Two banks exceeded the insider borrower limit of 20 per cent of core capital, and one institution surpassed the aggregate insider borrower limit of 100 per cent of core capital. These violations represent significant governance lapses, raising concerns about concentrated credit risk and potential conflicts of interest.

Prohibited investments

Beyond insider lending breaches, some institutions contravened rules on prohibited investments and capital adequacy. Two banks invested over 20 per cent of their core capital in land and buildings, violating the prudential limits.

Multiple banks failed to meet minimum core capital requirements and total capital to risk-weighted assets ratios, signalling vulnerabilities in their financial buffers.

Additionally, failures in liquidity management and ownership concentration rules were noted. For all these breaches, CBK imposed penalties and mandated remedial actions, emphasizing the imperative for robust risk management and governance.

The regulator said the fines levied on these banks are more than punitive measures; they are a strategic regulatory stance designed to curb excessive insider exposure which threatens to dilute risk diversification, increase credit quality deterioration, and erode public confidence in the banking system.

CBK’s updated penalty regime aims to “ensure that the penalty regime in the Banking Act is effective, proportionate and dissuasive,” a critical factor in fostering a culture of compliance and sound governance.

The report highlights this point with the statement, “Two banks were in violation of Section 11(1)(f) of the Banking Act due to breach of the single insider borrower limit of 20 percent of the core capital… Appropriate remedial actions were taken on the institutions concerned by the CBK in respect of the violations.”

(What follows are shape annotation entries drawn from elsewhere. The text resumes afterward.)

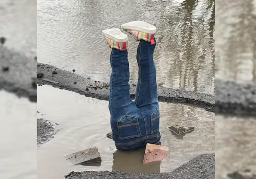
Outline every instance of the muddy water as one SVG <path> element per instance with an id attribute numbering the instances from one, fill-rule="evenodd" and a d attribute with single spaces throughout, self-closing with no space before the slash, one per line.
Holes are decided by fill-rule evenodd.
<path id="1" fill-rule="evenodd" d="M 216 116 L 216 177 L 251 169 L 256 172 L 256 118 Z"/>
<path id="2" fill-rule="evenodd" d="M 1 0 L 0 37 L 5 44 L 27 55 L 36 51 L 36 0 Z"/>
<path id="3" fill-rule="evenodd" d="M 256 81 L 256 0 L 216 4 L 216 78 Z"/>
<path id="4" fill-rule="evenodd" d="M 108 81 L 110 50 L 101 31 L 141 20 L 156 26 L 158 84 L 213 93 L 213 0 L 39 0 L 38 60 Z M 138 43 L 129 36 L 131 79 Z"/>
<path id="5" fill-rule="evenodd" d="M 0 178 L 36 178 L 36 104 L 0 90 Z"/>
<path id="6" fill-rule="evenodd" d="M 107 101 L 47 86 L 38 87 L 38 117 L 59 123 L 57 127 L 60 130 L 38 149 L 37 178 L 60 179 L 72 170 L 169 172 L 194 157 L 214 150 L 214 113 L 183 104 L 161 102 L 162 142 L 170 147 L 170 156 L 160 164 L 142 166 L 143 150 L 117 151 L 113 141 L 106 137 L 111 130 Z M 168 129 L 175 124 L 194 125 L 196 130 L 178 138 Z M 101 154 L 100 166 L 73 166 L 63 157 L 94 146 Z"/>
<path id="7" fill-rule="evenodd" d="M 216 78 L 256 81 L 256 0 L 216 3 Z M 216 123 L 216 178 L 255 170 L 256 118 L 217 116 Z"/>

Despite these supervisory challenges, the Kenyan banking sector demonstrated notable financial resilience in 2024. The sector’s profit before tax surged by 18.2 per cent to Sh260 billion, buoyed by income growth exceeding expense increases.

Capital adequacy ratios remained robust at 19.6 per cent, comfortably above the regulatory minimum of 14.5 percent, while liquidity ratios averaged 56 per cent, well above the statutory 20 per cent threshold. These strong financial fundamentals provide a cushion that supports the sector’s stability amid tightening regulatory scrutiny.

The strengthened regulatory framework includes a progressive increase in the minimum core capital requirement for commercial banks, set to rise from Sh1 billion to Sh10 billion by 2029.

This measure reflects CBK’s strategic vision to build a resilient, competitive banking sector capable of absorbing shocks and fostering sustainable economic development.

CBK’s strict enforcement on insider lending limits, coupled with the enhancement of capital requirements and governance standards, seeks to buttress Kenya’s banking sector integrity.

Anti-money laundering

The institution’s vigilant supervision extends to anti-money laundering, combating financing of terrorism, and addressing emerging risks such as digital banking innovations. Through these efforts, CBK aims to nurture a banking environment that is disciplined, transparent, and aligned with best practices.

Central Bank’s slapping of the 11 commercial banks with penalties over Sh5 million each for excessive insider lending is a clear demonstration of its resolve to maintain financial stability and promote ethical banking conduct in Kenya.

By imposing rigorous penalties and enforcing corrective measures, CBK fortifies not only the soundness of individual banks but also the overall trust and sustainability of the national financial system a cornerstone for Kenya’s economic progress.